I remember seeing footage of the Hillsborough disaster on the German TV news back in 1989. It was three days to my 16th birthday – the same age as many of the victims. But in the 1980s there seemed to be stadium disasters involving British football fans all the time. There was the Heysel Stadium disaster, the Bradford Stadium fire and the German media always blamed the disasters on British football hooligans, which is flat out wrong in the case of Hillsborough and Bradford, neither of which was caused by hooligans. And in retrospect, the coverage in the German media makes me angry.
Fast forward seven years. I’m a student doing my semester abroad at the University of Westminster. I’m very careful to stay away from British football fans, because everybody knows that they are horrible hooligans. Except that the football fans I saw on the tube or at the train station were no different from the football fans back at home and certainly no more violent.
I live in an attic in Harlesden not far from Kensal Green Cemetery.

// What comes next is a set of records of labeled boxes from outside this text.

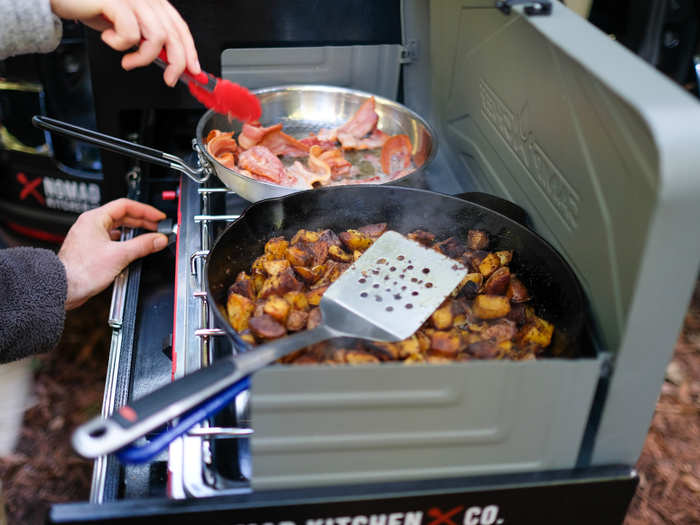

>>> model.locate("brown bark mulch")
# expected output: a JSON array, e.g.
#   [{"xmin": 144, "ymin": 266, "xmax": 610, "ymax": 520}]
[
  {"xmin": 0, "ymin": 292, "xmax": 111, "ymax": 525},
  {"xmin": 0, "ymin": 284, "xmax": 700, "ymax": 525}
]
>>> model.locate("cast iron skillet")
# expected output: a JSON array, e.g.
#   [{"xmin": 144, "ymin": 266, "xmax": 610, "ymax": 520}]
[
  {"xmin": 205, "ymin": 186, "xmax": 584, "ymax": 354},
  {"xmin": 73, "ymin": 186, "xmax": 584, "ymax": 462}
]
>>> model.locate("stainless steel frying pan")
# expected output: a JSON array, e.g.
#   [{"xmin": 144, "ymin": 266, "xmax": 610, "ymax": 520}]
[{"xmin": 32, "ymin": 85, "xmax": 437, "ymax": 202}]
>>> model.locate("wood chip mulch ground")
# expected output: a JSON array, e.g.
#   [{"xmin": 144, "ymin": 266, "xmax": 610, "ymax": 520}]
[{"xmin": 0, "ymin": 283, "xmax": 700, "ymax": 525}]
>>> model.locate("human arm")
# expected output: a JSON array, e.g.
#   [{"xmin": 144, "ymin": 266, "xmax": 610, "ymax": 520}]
[
  {"xmin": 0, "ymin": 199, "xmax": 167, "ymax": 363},
  {"xmin": 0, "ymin": 0, "xmax": 201, "ymax": 86}
]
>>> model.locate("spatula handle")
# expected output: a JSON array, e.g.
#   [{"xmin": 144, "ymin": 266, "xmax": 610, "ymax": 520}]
[{"xmin": 72, "ymin": 325, "xmax": 336, "ymax": 458}]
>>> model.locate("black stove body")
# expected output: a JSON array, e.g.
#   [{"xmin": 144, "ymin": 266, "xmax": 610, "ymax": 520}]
[{"xmin": 49, "ymin": 0, "xmax": 700, "ymax": 525}]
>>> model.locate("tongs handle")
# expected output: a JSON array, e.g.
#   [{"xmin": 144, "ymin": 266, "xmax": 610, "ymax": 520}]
[{"xmin": 32, "ymin": 115, "xmax": 208, "ymax": 182}]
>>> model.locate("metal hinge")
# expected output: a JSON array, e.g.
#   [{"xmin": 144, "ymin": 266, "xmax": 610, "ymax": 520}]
[
  {"xmin": 496, "ymin": 0, "xmax": 552, "ymax": 16},
  {"xmin": 399, "ymin": 40, "xmax": 418, "ymax": 64}
]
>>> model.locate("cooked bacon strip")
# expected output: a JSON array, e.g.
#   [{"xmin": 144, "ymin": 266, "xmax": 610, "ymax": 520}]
[
  {"xmin": 207, "ymin": 130, "xmax": 238, "ymax": 169},
  {"xmin": 309, "ymin": 146, "xmax": 331, "ymax": 178},
  {"xmin": 338, "ymin": 129, "xmax": 389, "ymax": 150},
  {"xmin": 309, "ymin": 146, "xmax": 352, "ymax": 180},
  {"xmin": 316, "ymin": 97, "xmax": 379, "ymax": 143},
  {"xmin": 337, "ymin": 97, "xmax": 379, "ymax": 139},
  {"xmin": 319, "ymin": 149, "xmax": 352, "ymax": 180},
  {"xmin": 287, "ymin": 160, "xmax": 331, "ymax": 188},
  {"xmin": 238, "ymin": 122, "xmax": 282, "ymax": 149},
  {"xmin": 260, "ymin": 131, "xmax": 309, "ymax": 157},
  {"xmin": 299, "ymin": 133, "xmax": 335, "ymax": 151},
  {"xmin": 238, "ymin": 146, "xmax": 285, "ymax": 184}
]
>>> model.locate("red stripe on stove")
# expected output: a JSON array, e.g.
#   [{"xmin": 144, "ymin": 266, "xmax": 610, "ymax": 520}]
[
  {"xmin": 170, "ymin": 177, "xmax": 182, "ymax": 381},
  {"xmin": 7, "ymin": 222, "xmax": 66, "ymax": 244},
  {"xmin": 117, "ymin": 405, "xmax": 139, "ymax": 423}
]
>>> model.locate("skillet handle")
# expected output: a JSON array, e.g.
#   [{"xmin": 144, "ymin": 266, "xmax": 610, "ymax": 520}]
[
  {"xmin": 32, "ymin": 115, "xmax": 210, "ymax": 183},
  {"xmin": 453, "ymin": 191, "xmax": 532, "ymax": 226}
]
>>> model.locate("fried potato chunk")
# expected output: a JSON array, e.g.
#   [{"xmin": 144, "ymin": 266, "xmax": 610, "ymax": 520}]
[
  {"xmin": 472, "ymin": 295, "xmax": 510, "ymax": 319},
  {"xmin": 481, "ymin": 319, "xmax": 518, "ymax": 343},
  {"xmin": 516, "ymin": 316, "xmax": 554, "ymax": 348},
  {"xmin": 506, "ymin": 275, "xmax": 530, "ymax": 303},
  {"xmin": 258, "ymin": 268, "xmax": 304, "ymax": 299},
  {"xmin": 290, "ymin": 229, "xmax": 321, "ymax": 246},
  {"xmin": 263, "ymin": 259, "xmax": 289, "ymax": 277},
  {"xmin": 338, "ymin": 230, "xmax": 374, "ymax": 251},
  {"xmin": 287, "ymin": 246, "xmax": 314, "ymax": 266},
  {"xmin": 228, "ymin": 272, "xmax": 256, "ymax": 301},
  {"xmin": 294, "ymin": 264, "xmax": 326, "ymax": 284},
  {"xmin": 430, "ymin": 330, "xmax": 462, "ymax": 358},
  {"xmin": 284, "ymin": 291, "xmax": 309, "ymax": 311},
  {"xmin": 265, "ymin": 237, "xmax": 289, "ymax": 259},
  {"xmin": 263, "ymin": 295, "xmax": 291, "ymax": 324},
  {"xmin": 467, "ymin": 230, "xmax": 489, "ymax": 250},
  {"xmin": 328, "ymin": 245, "xmax": 353, "ymax": 263},
  {"xmin": 226, "ymin": 292, "xmax": 255, "ymax": 332},
  {"xmin": 494, "ymin": 250, "xmax": 513, "ymax": 266},
  {"xmin": 479, "ymin": 253, "xmax": 501, "ymax": 277},
  {"xmin": 306, "ymin": 308, "xmax": 321, "ymax": 330},
  {"xmin": 484, "ymin": 266, "xmax": 510, "ymax": 295},
  {"xmin": 285, "ymin": 310, "xmax": 309, "ymax": 332},
  {"xmin": 451, "ymin": 273, "xmax": 484, "ymax": 299},
  {"xmin": 430, "ymin": 301, "xmax": 454, "ymax": 330},
  {"xmin": 306, "ymin": 286, "xmax": 328, "ymax": 306},
  {"xmin": 248, "ymin": 314, "xmax": 287, "ymax": 339}
]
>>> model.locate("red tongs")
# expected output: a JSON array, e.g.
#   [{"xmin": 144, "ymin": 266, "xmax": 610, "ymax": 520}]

And because I like historic cemeteries I visit the cemetery and come across a grave that is bedecked with football memorablia for Liverpool FC. Curious, I investigate further and notice that it’s a double grave for two young men, brothers apparently, who died on the same day in 1989. At the time, I didn’t make the connection – I thought they must have died in a car accident or something like that.
Sometime later, in a sociology class at university, we discuss boycotts and why they’re so rarely successful and a student says, “Well, the boycott against The Sun is Liverpool is an example that was successful.”
“Why does Liverpool boycott the Sun?”, I ask the student sitting next to me.
“Because of their coverage about the Hillsborough Stadium disaster”, he answers.
“Which one was Hillsborough?”, I ask, “The one where the stands burned down?”
“No, the disaster where more than ninety Liverpool fans were crushed to death against the steel fences.”
“Oh yes, I remember seeing that in the news. It was horrible.”
This was the point where I realized that the German media reporting about the Hillsborough disaster had swallowed the Sun‘s lies unquestioned.
I didn’t really think about the Hillsborough disaster again until the 20th anniversary in 2009, when I chanced to see a list of those who had died and their photos posted online. And I thought, “Crap, those kids were my age. And they were the age of my students, many of whom are huge football fans.” This was also when I read up about the disaster and was shocked to discover that the families were still waiting for answers twenty years later.
I sometimes read a text about the Hillsborough disaster in class with my 8th and 9th grade students, because many of my students are football fans and the same age as many of the victims were. The Hillsborough text always leads to good discussions about the role of the media and the fact that human stampedes and mass crushes still happen (e.g. the Love Parade disaster in 2010).
So in addition to the 1514 people who died aboard the Titanic, let’s also remember the 96 people who died at the Hillsborough Stadium.